Le texte de cette page a été corrigé et est conforme au fac-similé.

un sacrifice que je ne peux te faire. — Erhart, songe à ta mission, dit Gunhild, et reste avec moi. » Il répond sans ambages : « Mère, ça sent le renfermé ici… Je n’y tiens plus ! Je suis jeune, mère, il ne faut pas l’oublier. — Erhart, dit à son tour Borkman, veux-tu être avec moi et m’aider à refaire mon existence ? » Et le gars répond : « Je suis jeune, je ne veux pas travailler, je veux vivre, vivre, vivre ! vivre ma propre vie ! »
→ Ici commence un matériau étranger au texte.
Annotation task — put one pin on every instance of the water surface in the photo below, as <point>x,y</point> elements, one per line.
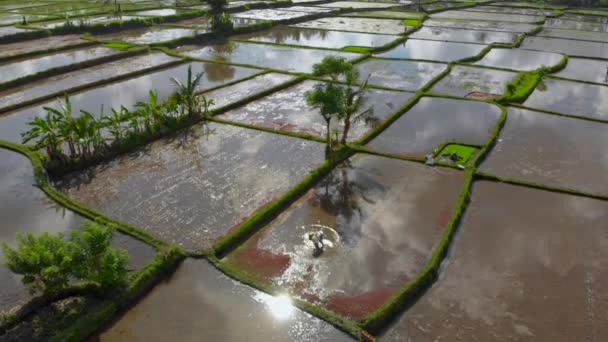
<point>552,150</point>
<point>433,121</point>
<point>518,271</point>
<point>383,216</point>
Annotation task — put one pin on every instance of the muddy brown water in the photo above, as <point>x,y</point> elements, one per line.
<point>518,59</point>
<point>433,121</point>
<point>287,110</point>
<point>433,50</point>
<point>61,84</point>
<point>26,67</point>
<point>194,188</point>
<point>199,303</point>
<point>464,35</point>
<point>404,75</point>
<point>385,26</point>
<point>519,271</point>
<point>264,55</point>
<point>25,208</point>
<point>43,44</point>
<point>383,217</point>
<point>463,81</point>
<point>551,150</point>
<point>569,97</point>
<point>125,93</point>
<point>318,38</point>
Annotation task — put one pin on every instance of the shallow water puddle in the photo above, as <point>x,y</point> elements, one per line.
<point>126,93</point>
<point>404,75</point>
<point>551,150</point>
<point>27,67</point>
<point>489,293</point>
<point>25,208</point>
<point>474,82</point>
<point>317,38</point>
<point>287,110</point>
<point>193,188</point>
<point>464,36</point>
<point>433,50</point>
<point>200,303</point>
<point>570,98</point>
<point>264,55</point>
<point>434,121</point>
<point>388,215</point>
<point>383,26</point>
<point>518,59</point>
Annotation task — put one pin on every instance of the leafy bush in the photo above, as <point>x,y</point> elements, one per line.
<point>49,262</point>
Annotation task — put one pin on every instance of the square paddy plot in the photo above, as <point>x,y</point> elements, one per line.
<point>264,55</point>
<point>383,26</point>
<point>287,110</point>
<point>149,35</point>
<point>125,93</point>
<point>464,36</point>
<point>433,50</point>
<point>480,25</point>
<point>434,121</point>
<point>404,75</point>
<point>585,70</point>
<point>226,95</point>
<point>318,38</point>
<point>470,15</point>
<point>568,97</point>
<point>567,46</point>
<point>193,189</point>
<point>205,305</point>
<point>550,289</point>
<point>381,219</point>
<point>551,150</point>
<point>518,59</point>
<point>479,83</point>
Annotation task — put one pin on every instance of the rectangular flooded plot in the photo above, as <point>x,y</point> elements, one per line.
<point>464,36</point>
<point>230,94</point>
<point>404,75</point>
<point>552,150</point>
<point>480,25</point>
<point>558,23</point>
<point>585,70</point>
<point>271,14</point>
<point>567,46</point>
<point>318,38</point>
<point>59,85</point>
<point>127,93</point>
<point>469,15</point>
<point>263,55</point>
<point>576,35</point>
<point>193,189</point>
<point>25,208</point>
<point>526,265</point>
<point>205,305</point>
<point>381,219</point>
<point>43,44</point>
<point>384,26</point>
<point>434,121</point>
<point>478,83</point>
<point>287,110</point>
<point>519,59</point>
<point>28,67</point>
<point>569,97</point>
<point>433,50</point>
<point>149,35</point>
<point>360,4</point>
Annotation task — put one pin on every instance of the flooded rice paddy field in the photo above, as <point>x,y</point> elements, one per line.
<point>531,240</point>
Et nous apprenons aussitôt comment il entend la vivre. Il ouvre la porte, et Mme Wilton paraît. Cette dame dit tranquillement : « Nous nous en allons très loin, Erhart et moi, pour être heureux. Notre traîneau nous attend à la porte. — J’aurais préféré, dit Erhart à sa mère, partir sans te dire adieu. Les malles étaient faites. Tout était arrangé. Mais on est venu me chercher, et alors… » Mme Wilton ajoute : « J’emmène avec nous la petite Frida Foldal. parce que je veux lui faire apprendre la musique. » Là-dessus les deux amoureux disent adieu à la compagnie et s’en vont. La bonne Ella dit : « Puisque ce garçon veut vivre sa vie, qu’il la vive ! » La farouche Gunhild murmure : « Je n’ai plus de fils ! » Et Borkman, un peu plus fou qu’auparavant, se précipite dehors en criant : « En avant donc ! Seul dans la tourmente ! »

Et tout cela peut vous sembler bizarre à force de simplicité. Mais tout cela encore est limpide, assurément…

… Et voici dehors, la nuit, marchant dans la neige, Borkman avec Ella. Il lui dit : « Je dois d’abord aller visiter mes trésors cachés. » En chemin, ils rencontrent le vieux Foldal, qui boitille. Le bonhomme a été renversé par le traîneau de Mme Wilton : mais il est heureux parce qu’il a reçu de Frida une lettre d’adieux, où elle lui disait que la belle dame l’emmenait avec elle pour lui faire apprendre la musique. Pourtant il voudrait bien revoir sa fille avant son départ. « Ta fille est déjà loin, lui dit Borkman, elle était dans le traîneau qui t’a passé sur la jambe. » Et Foldal, de plus en plus ravi : « Quand je pense que c’est ma petite Frida qu’on mène dans cette belle voiture ! »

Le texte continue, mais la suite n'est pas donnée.